Abstract
Recurrent mutations in RHOA specifically promote diffuse-type gastric cancer progression.
Major finding: Recurrent mutations in RHOA specifically promote diffuse-type gastric cancer progression.
Approach: Tumor subtype–specific driver mutations were identified using integrative genomic profiling.
Impact: Analysis of these complex genetic and epigenetic changes highlights potential therapeutic targets.

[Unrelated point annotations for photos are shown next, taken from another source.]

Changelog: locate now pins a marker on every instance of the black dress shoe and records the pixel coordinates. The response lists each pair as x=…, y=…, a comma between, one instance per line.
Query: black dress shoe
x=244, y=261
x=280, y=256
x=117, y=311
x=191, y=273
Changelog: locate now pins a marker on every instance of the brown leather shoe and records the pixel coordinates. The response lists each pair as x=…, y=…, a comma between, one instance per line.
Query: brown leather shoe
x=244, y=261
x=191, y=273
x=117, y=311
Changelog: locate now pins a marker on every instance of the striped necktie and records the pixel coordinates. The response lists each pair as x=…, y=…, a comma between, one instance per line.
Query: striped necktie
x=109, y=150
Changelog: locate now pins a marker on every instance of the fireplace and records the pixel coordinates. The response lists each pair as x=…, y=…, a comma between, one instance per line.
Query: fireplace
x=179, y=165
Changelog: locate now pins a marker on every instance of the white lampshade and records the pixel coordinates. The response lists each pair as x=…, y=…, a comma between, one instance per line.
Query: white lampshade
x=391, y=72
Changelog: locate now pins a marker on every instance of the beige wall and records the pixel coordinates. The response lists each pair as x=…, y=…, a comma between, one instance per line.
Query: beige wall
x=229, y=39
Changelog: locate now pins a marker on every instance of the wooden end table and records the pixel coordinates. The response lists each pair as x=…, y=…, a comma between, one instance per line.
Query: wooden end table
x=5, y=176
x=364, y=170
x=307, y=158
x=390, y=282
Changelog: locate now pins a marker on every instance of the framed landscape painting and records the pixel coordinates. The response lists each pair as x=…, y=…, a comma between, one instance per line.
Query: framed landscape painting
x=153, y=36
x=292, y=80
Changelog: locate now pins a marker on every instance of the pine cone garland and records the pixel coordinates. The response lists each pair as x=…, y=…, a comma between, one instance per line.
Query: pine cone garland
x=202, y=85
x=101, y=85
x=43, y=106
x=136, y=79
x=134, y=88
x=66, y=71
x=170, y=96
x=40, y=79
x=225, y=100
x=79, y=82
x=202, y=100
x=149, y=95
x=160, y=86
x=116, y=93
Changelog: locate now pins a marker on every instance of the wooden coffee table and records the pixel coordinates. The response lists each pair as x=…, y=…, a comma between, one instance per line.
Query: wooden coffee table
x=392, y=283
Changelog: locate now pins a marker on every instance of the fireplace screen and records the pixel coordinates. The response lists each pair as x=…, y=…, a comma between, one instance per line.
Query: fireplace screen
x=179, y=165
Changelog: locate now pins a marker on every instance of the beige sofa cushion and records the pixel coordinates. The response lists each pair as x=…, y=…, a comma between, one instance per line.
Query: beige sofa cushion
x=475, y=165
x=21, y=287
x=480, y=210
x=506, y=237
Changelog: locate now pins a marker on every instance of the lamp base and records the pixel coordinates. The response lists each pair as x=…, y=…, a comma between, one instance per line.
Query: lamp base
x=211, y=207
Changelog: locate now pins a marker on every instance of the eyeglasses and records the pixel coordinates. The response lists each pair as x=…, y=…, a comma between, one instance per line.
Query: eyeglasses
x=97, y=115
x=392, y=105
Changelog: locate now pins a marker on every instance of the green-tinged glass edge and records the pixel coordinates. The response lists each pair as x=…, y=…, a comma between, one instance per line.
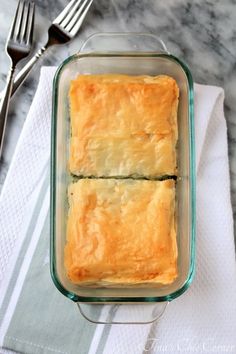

Gastric cancer can be classified into molecular and histologic subtypes, including diffuse-type gastric carcinoma (DGC), a highly infiltrative adenocarcinoma associated with poor prognosis. Although recent studies have identified several frequently mutated genes, the global genomic landscape of gastric cancer, and specifically DGC, has not been well defined. To characterize the molecular alterations in gastric cancer subtypes, Wang and colleagues performed whole-genome sequencing of 100 tumor samples as well as copy number, gene expression, and DNA methylation profiling. This integrative analysis defined distinct, tumor subtype–specific genetic and epigenetic changes, including increased promoter methylation, fewer mutations, and reduced chromosomal instability in DGCs compared with intestinal-type gastric tumors. Furthermore, in addition to known mutations in tumor-suppressor genes, mutations in genes that regulate WNT signaling, focal adhesions, and adherens junctions were enriched in gastric tumors, and frequent mutations in putative driver genes such as CTNNA2, RNF43, and MUC6 were detected. In particular, somatic mutations in RHOA were specifically identified in 14.3% of DGCs evaluated; these alterations clustered in functional domains of the RHOA small GTPase and resulted in defective signaling and resistance to anoikis. Consistent with this finding, Kakiuchi and colleagues detected recurrent nonsynonymous RHOA mutations in 25.3% of DGCs but not in intestinal-type tumors using whole-exome sequencing. These mutations, localized to the highly conserved hotspot residues Tyr42, Arg5, and Gly17, were associated with poor tumor cell differentiation and conferred a growth advantage in gastric cancer cells, suggesting a gain-of-function role for mutant RHOA in DGC progression. Together, these results underscore the complex molecular landscape in gastric cancer and suggest that RHOA is a driver gene and potential therapeutic target in DGC.